There was evidence of a small association between VP birth and lower working memory performance in the distractor condition (b = −0.24, 95% CI −0.47, −0.01, p value = 0.041), compared to those born at term.

To further examine the effect of selective attention on working memory performance between the VP and FT control groups we looked at filtering cost using K_DIFF and K_RATIO (Table 3).There was little evidence for an association between birth group and either K_DIFF or K_RATIO scores, suggesting that the VP group’s performance did not decline with added distractors relative to the control group. Whilst group means for both these outcome measures were close to 0, unexpectedly the negative value of K_RATIO for the VP group indicates they demonstrated a slightly higher within-group working memory performance with the introduction of distractors.

Download:

Table 3. Between-Group Differences on the Filtering Cost Measures: K_DIFF & K_RATIO.

https://doi.org/10.1371/journal.pone.0328366.t003

Exploratory analyses of sex-by-group interaction

We conducted exploratory analyses to examine whether the effects of birth group on working memory and filtering efficiency differed by sex. Generalised Estimating Equation models including sex, group and their interaction demonstrated no sex-by-group interactions for any of the outcome variables (Table 4). These findings suggest that the observed effect of preterm birth on performance, as demonstrated above, were consistent across sexes in this cohort.

Download:

Table 4. Main Effects of Sex and Birth Group x Sex Interactions on Working Memory Performance and Filtering Efficiency.

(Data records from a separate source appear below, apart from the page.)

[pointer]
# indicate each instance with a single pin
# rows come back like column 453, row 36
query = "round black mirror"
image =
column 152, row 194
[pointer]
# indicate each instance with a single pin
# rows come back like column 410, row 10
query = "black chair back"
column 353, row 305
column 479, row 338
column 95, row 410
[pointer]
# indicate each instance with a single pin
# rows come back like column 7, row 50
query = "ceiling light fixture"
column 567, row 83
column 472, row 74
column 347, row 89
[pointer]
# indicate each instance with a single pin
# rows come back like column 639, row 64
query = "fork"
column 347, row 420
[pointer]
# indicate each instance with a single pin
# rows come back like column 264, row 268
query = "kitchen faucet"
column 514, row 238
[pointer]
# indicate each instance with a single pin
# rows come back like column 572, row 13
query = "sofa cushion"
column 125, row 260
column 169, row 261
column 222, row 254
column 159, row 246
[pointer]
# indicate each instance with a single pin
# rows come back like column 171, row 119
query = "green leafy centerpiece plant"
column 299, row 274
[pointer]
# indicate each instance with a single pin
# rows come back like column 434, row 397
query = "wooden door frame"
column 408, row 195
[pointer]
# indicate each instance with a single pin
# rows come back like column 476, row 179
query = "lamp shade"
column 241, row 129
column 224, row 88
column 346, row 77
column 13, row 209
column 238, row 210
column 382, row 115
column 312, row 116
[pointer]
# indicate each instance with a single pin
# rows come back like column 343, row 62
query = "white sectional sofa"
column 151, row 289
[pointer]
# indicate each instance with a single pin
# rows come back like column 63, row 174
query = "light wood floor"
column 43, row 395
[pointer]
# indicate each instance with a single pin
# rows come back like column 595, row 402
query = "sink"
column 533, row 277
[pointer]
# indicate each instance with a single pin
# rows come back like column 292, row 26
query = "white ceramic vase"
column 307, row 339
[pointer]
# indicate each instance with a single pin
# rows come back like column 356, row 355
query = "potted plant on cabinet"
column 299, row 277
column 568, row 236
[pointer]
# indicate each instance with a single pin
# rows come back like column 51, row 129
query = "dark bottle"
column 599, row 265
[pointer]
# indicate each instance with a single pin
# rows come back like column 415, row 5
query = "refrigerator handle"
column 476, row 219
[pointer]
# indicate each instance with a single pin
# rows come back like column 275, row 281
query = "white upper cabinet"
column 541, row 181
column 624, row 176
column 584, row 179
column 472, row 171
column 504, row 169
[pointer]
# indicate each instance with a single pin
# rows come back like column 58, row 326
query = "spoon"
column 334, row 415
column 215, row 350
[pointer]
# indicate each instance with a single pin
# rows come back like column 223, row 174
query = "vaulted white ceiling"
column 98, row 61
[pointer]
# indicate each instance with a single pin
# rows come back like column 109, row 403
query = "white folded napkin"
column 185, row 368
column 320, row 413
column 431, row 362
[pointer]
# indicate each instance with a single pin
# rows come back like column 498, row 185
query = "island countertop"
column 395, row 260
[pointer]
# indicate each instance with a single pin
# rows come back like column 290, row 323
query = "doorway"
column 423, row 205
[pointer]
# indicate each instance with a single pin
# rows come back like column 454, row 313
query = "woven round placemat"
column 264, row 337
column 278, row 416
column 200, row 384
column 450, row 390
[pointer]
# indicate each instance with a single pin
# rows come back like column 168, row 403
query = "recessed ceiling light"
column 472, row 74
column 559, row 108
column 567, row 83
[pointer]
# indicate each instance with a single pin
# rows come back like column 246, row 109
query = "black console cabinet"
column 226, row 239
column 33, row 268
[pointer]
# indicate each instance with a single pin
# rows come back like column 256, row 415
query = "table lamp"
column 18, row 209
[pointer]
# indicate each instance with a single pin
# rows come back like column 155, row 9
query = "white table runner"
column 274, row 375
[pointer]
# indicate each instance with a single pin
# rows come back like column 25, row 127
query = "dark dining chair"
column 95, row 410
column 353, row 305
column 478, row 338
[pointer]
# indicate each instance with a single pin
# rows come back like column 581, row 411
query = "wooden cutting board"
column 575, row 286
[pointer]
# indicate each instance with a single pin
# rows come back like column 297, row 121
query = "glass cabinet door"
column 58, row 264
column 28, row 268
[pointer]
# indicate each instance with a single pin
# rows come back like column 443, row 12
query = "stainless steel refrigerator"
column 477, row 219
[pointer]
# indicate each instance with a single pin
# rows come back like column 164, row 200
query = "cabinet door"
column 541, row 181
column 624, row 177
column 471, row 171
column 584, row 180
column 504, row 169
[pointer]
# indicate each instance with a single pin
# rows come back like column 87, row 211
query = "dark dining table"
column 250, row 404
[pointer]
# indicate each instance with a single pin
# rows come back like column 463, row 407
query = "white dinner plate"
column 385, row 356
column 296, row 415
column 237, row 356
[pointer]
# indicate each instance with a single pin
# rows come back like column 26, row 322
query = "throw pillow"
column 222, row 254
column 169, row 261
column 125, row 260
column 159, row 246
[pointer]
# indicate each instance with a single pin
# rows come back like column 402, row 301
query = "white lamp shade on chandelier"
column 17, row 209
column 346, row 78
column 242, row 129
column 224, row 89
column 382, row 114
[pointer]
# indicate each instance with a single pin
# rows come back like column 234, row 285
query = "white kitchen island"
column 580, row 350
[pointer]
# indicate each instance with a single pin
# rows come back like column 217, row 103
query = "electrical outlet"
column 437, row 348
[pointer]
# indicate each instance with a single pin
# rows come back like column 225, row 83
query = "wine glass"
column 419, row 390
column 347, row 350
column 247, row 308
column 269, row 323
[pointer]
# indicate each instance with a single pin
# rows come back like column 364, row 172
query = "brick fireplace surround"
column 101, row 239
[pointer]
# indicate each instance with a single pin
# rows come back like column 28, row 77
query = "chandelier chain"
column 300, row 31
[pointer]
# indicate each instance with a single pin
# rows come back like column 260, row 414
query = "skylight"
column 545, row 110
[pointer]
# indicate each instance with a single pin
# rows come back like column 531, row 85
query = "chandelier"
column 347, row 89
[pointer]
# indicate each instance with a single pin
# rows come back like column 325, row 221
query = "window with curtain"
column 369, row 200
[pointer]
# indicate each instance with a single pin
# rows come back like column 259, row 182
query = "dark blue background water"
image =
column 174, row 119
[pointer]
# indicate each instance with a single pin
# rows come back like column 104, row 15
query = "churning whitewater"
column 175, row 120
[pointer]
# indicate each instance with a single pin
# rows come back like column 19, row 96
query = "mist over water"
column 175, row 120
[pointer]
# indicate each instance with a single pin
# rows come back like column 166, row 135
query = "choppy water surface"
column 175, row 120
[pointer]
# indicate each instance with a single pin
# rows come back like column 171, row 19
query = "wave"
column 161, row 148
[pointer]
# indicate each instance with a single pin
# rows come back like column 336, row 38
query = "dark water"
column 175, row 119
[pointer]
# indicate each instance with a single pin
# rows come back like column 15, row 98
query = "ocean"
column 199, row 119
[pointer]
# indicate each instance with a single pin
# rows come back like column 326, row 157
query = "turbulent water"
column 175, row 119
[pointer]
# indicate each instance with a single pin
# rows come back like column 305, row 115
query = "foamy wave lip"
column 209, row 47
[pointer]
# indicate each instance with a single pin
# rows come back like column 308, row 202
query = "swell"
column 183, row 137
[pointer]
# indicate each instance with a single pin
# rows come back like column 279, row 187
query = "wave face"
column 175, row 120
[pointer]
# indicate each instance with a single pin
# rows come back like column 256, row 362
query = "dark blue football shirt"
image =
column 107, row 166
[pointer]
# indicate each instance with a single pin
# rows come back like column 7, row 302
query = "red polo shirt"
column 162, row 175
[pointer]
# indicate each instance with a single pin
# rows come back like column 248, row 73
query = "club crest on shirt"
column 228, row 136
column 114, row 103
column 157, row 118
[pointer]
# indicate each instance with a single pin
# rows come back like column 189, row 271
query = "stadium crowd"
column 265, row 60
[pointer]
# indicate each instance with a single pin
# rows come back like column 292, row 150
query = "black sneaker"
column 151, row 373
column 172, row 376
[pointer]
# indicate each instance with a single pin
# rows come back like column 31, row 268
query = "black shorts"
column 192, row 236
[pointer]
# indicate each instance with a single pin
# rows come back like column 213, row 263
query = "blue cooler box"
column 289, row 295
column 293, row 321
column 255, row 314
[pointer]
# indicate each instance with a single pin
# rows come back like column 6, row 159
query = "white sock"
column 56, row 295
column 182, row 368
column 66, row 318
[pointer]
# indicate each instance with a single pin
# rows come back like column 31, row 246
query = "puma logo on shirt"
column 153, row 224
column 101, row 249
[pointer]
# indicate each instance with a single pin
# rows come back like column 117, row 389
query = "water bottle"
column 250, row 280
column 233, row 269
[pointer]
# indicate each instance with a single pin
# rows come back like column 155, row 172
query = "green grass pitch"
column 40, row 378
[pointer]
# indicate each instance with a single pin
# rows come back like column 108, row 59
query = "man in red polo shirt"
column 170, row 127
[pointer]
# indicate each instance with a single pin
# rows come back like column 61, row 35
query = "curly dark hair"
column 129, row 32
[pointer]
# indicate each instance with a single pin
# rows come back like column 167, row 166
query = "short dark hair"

https://doi.org/10.1371/journal.pone.0328366.t004

Discussion

Whilst working memory and selective attention have been independently examined in VP individuals and difficulties in these domains are widely reported, this study was the first to explicitly investigate their relationship in this population, as they reach adulthood. As expected, we observed a trend towards lower working memory performance in those born VP, with the greatest difference at the highest cognitive load (i.e., 5-target block condition), however group differences were small. Importantly, we found no association between VP birth and an increased filtering cost compared with those born full term, such that working memory performance did not differentially decline as selective attention demands were introduced.

No meaningful decline in working memory performance was observed when distractors were introduced, in either the VP group or the term born group. Most surprisingly, the VP group in fact benefited from the presence of distractors, as evidenced by a negative K_ratio value. This result was most unexpected, particularly given the previous preterm research demonstrating difficulties in selective attention and an increased vulnerability to distraction [31–34]. From a theoretical perspective, one plausible explanation for this finding is the optimal stimulation theory [35,36]. This theory posits that an optimal amount of arousal is required to maintain attentional focus [37]. Within clinical populations, this theory has predominantly been applied within the ADHD literature [38]. It is possible that the introduction of distractors to the paradigm used in this study moved those born VP towards their optimal level of stimulation, thus having a positive effect on their performance.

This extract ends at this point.